Amateur auditors claim widespread financial mismanagement at Lambeth

7 Jul 17
A group of local activists has claimed to unearth evidence of large-scale financial mismanagement at the London Borough of Lambeth.

Lambeth Peoples’ Audit comprised 10 residents who combed through the borough's accounts for 2015-16 looking also at contracts, invoices and correspondence.

It said its findings included that the council had overpaid builders for work on council estates, including one case where contractors were paid more than double the number of repairs performed and another in which an average of £4,000 was paid for kitchen replacements priced under ‘decent homes’ contracts at £2-3,000.

The group also said it had evidence of possible price fixing in a case where all four tenders on a £1.3m project bid within 7% of each other.
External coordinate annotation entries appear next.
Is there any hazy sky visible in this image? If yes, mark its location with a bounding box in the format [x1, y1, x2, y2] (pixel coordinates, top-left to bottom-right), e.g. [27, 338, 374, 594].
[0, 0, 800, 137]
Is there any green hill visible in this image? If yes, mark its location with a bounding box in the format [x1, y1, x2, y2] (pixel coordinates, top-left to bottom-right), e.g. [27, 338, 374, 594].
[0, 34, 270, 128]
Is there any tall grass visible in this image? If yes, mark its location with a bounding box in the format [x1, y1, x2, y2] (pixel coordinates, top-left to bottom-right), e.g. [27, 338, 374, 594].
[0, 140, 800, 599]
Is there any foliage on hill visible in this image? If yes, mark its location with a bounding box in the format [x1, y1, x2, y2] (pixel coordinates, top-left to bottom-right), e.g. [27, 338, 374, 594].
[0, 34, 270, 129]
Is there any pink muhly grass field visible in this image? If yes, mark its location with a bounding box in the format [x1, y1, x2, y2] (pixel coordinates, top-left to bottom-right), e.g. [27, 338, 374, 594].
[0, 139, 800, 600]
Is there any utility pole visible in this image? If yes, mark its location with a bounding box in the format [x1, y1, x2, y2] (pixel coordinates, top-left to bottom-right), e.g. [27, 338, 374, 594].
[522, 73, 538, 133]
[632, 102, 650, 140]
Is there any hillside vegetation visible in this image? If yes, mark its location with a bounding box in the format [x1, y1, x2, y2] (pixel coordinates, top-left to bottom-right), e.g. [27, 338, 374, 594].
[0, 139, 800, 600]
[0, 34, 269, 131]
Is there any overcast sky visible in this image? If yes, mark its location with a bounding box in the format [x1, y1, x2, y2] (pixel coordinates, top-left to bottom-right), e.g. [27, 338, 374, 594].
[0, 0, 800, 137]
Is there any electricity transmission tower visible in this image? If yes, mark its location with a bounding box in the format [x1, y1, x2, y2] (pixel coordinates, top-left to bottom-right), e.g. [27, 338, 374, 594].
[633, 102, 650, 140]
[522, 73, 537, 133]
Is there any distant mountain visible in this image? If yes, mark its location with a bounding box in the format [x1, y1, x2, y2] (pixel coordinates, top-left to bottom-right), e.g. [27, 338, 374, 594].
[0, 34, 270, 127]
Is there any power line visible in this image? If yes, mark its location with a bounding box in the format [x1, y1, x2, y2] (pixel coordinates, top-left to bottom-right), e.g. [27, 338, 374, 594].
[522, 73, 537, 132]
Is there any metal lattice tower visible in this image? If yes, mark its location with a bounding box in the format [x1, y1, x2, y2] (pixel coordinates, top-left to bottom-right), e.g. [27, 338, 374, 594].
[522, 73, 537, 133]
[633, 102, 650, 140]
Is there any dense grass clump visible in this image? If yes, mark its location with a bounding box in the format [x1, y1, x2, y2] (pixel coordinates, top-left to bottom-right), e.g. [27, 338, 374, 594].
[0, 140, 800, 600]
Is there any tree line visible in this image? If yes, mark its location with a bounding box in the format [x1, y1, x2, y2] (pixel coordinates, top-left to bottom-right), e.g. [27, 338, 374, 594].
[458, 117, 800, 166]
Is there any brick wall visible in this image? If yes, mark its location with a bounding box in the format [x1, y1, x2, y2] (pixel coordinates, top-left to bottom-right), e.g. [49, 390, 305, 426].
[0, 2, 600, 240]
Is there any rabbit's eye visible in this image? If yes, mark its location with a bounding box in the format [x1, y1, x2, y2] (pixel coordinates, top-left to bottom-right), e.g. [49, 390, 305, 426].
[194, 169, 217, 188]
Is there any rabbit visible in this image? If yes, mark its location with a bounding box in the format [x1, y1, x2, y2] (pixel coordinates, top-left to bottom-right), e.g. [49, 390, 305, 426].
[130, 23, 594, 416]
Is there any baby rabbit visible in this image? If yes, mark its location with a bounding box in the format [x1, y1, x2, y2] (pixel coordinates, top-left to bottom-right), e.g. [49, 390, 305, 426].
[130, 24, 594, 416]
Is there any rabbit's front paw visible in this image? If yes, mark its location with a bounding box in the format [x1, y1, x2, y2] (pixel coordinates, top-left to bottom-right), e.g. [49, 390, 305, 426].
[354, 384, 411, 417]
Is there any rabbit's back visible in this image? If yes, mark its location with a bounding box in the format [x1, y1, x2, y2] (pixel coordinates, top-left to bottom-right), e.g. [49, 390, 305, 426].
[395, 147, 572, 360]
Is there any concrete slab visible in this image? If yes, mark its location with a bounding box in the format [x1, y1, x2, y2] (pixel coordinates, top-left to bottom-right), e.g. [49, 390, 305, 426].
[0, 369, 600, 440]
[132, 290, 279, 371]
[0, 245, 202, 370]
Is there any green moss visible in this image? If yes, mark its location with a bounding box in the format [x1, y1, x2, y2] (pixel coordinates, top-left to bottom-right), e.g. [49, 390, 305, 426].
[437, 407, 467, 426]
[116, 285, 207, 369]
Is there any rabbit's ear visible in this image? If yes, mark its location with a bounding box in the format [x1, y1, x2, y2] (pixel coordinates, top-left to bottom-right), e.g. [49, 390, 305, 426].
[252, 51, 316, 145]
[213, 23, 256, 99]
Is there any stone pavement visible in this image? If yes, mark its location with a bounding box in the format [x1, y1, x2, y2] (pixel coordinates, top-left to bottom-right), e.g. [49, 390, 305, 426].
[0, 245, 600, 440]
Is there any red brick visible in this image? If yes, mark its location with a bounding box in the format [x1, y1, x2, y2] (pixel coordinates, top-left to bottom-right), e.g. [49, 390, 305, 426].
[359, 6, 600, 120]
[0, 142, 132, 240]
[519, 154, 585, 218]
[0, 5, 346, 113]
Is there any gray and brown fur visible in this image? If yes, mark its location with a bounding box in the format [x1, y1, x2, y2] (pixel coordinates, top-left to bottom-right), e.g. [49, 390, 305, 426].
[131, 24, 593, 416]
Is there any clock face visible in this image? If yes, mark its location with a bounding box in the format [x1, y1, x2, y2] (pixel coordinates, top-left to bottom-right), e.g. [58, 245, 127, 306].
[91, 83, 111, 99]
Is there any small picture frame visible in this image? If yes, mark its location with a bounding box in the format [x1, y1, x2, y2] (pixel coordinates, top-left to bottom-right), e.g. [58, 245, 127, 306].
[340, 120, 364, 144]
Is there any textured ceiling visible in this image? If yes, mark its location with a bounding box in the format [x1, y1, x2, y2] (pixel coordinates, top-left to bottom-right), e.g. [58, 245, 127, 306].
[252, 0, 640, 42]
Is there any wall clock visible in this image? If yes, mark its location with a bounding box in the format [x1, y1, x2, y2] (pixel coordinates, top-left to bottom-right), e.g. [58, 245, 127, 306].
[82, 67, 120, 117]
Lambeth sold three pieces of land to private developer Pocket Living at a discount of at least £1m without any competitive tender, the group claimed.

Other cases the group uncovered included the cost of town hall refurbishment having risen from £50m to £104m and secrecy over a deal in which Greenwich Leisure took over two libraries.

It also said there was lack of adequate spending controls in the council, examples of which include more than £8m of invoices for housing repairs not available to Lambeth’s finance department and “industrial scale” disregard of rules on competitive tendering.

Lambeth Peoples' Audit coordinator Simon Morrow, said: “We have unearthed evidence of extensive financial mismanagement that suggests millions of pounds of taxpayers' money is being wasted.

“Lack of governance within Lambeth council appears to be systemic.”

Morrow said the amateur auditors recognised the impact of government cuts on councils but “from our own experiences of dealing with Lambeth council we knew that was not the whole story”.

He said Lambeth described itself as a ‘co-operative council’, but had refused the group’s offer of help to review contracts and find ways to save money.

A Lambeth spokesman said: “The council’s statement of accounts for 2015-16 were fully signed off by an independent external auditor.

“The external auditor has taken into account all of the issues raised in the ‘Peoples’ Audit’ and did not uphold any of the objections to the accounts.”